Richard COWELL was born mid 1893 at Little Barford, Essex and his younger brother William COWELL was born early 1897 in Hadleigh, Essex.

Richard and William were the eighth and ninth (of nine) children born to John COWELL and Mary BUSH. Their father was an agricultural labourer (amongst other things) from Cambridgeshire whilst their mother was born in Great Barford, Essex. Census records show John worked as an agricultural and farm labourer (1871/1881), shepherd (1891), farm stockman (1901), then as a gardener in 1911.
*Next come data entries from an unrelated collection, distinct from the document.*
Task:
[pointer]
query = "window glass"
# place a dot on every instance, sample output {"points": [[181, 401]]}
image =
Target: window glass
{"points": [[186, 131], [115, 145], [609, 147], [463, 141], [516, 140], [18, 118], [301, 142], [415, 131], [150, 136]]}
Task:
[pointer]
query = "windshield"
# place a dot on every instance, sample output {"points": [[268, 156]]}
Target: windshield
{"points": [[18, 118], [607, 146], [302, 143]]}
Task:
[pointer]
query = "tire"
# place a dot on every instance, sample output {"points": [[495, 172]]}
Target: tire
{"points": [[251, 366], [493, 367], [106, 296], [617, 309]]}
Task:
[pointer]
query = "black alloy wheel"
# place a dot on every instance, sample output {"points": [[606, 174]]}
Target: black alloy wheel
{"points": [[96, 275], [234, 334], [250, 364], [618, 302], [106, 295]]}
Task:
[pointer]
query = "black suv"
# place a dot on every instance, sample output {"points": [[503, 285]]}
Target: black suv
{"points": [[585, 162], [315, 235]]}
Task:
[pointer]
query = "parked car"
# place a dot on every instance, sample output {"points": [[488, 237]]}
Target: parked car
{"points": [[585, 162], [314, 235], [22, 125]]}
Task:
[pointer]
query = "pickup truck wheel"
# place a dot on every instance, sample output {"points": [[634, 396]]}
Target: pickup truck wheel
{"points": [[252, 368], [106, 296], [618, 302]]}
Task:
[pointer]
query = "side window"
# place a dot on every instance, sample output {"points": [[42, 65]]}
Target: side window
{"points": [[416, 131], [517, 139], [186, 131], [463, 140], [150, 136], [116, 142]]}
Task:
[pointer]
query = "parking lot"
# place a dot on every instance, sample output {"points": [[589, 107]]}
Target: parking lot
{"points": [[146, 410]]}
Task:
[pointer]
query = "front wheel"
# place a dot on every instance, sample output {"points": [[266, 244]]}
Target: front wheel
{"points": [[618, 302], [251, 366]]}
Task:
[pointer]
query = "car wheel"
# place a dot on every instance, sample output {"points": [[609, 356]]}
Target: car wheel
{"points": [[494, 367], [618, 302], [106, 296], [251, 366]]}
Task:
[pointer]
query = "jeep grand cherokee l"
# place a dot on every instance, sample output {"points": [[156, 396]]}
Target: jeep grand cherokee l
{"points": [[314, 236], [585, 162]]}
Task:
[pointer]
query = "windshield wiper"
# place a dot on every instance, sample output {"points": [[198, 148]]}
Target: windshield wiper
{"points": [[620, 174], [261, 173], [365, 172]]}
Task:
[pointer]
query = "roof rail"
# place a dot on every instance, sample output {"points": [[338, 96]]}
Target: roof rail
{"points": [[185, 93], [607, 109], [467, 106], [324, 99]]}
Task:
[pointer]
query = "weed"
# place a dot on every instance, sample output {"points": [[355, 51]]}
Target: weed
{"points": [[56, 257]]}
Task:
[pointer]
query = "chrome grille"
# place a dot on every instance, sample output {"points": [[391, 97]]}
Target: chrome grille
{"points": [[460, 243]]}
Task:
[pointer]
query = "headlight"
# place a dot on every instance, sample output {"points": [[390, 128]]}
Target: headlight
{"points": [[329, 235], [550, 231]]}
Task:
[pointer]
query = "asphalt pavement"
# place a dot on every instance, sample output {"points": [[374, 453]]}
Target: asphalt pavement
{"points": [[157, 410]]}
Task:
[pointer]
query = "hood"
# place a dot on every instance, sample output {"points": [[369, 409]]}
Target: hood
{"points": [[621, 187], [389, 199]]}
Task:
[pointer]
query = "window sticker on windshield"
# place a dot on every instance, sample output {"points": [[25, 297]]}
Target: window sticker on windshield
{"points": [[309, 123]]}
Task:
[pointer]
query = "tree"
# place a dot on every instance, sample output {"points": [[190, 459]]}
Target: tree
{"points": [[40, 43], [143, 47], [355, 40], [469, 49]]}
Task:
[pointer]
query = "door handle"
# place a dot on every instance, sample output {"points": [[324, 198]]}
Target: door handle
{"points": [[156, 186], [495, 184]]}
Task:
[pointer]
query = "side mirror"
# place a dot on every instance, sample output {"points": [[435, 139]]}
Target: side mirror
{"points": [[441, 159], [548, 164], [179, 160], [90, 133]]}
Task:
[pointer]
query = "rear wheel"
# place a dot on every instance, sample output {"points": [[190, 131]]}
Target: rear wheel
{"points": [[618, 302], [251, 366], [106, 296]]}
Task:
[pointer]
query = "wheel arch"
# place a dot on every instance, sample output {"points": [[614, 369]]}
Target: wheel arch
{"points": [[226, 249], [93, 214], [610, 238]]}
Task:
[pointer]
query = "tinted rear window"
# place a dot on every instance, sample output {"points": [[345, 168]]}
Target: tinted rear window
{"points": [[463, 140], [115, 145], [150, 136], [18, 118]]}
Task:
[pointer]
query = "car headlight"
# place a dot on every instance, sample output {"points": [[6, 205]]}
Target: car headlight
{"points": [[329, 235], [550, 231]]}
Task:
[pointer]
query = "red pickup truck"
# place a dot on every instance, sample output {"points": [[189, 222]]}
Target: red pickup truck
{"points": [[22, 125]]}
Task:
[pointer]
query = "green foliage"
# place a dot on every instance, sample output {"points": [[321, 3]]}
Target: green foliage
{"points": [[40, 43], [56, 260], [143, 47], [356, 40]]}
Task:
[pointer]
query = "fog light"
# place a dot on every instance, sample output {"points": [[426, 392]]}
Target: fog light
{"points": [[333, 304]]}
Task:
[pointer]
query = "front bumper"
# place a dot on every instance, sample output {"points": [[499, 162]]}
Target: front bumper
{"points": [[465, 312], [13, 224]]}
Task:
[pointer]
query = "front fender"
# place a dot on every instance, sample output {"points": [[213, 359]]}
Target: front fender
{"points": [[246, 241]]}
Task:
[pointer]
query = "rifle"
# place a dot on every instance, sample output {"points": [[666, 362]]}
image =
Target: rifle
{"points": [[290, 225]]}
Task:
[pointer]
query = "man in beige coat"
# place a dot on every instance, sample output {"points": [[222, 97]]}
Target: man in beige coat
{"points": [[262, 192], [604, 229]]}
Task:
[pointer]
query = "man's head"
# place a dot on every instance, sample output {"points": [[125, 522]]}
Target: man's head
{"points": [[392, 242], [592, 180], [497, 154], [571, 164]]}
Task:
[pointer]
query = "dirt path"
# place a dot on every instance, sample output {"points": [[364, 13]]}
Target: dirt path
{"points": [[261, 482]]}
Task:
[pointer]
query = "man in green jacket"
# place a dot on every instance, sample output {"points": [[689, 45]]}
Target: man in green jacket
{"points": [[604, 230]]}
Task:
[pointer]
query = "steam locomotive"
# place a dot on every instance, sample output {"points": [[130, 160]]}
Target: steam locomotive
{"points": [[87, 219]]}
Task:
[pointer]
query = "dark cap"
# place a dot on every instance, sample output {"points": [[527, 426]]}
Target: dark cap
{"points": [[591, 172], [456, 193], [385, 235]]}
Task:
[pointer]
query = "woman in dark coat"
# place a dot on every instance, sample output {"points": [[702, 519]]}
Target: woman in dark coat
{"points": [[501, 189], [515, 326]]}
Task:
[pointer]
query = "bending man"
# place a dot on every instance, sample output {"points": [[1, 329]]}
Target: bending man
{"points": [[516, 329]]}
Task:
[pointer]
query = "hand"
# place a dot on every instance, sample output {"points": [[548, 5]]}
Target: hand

John and Mary married 2nd Jan 1879 at St Mary the Virgin, Great Bardfield and their first child was born eight and a half months later. The family lived in Little Bardfield up until Richard’s birth in 1893, then moved to Hadleigh where there last child William was born in 1897 (they lived right next to the Castle Hotel pub on the High Street). John and Mary lost their sixth child at age 2 around the same time their seventh child was born, and shortly after moving to Hadleigh their fifth child died aged 10. Their second and third children were twins.

  1. Annie Cowell (16 Sep 1879)
  2. Lily Cowell (28 Mar 1882)
  3. Rose Cowell (28 Mar 1882)
  4. Mary Cowell (11 Apr 1884)
  5. Ellen Cowell (1885 – 1896, age 10)
  6. John Cowell (1888 – 1890, age 2)
  7. Emily Cowell (17 Nov 1890)
  8. Richard Cowell (1893 – 19 Nov 1918, age 25)
  9. William Cowell (1897 – 17 Dec 1915, age 18)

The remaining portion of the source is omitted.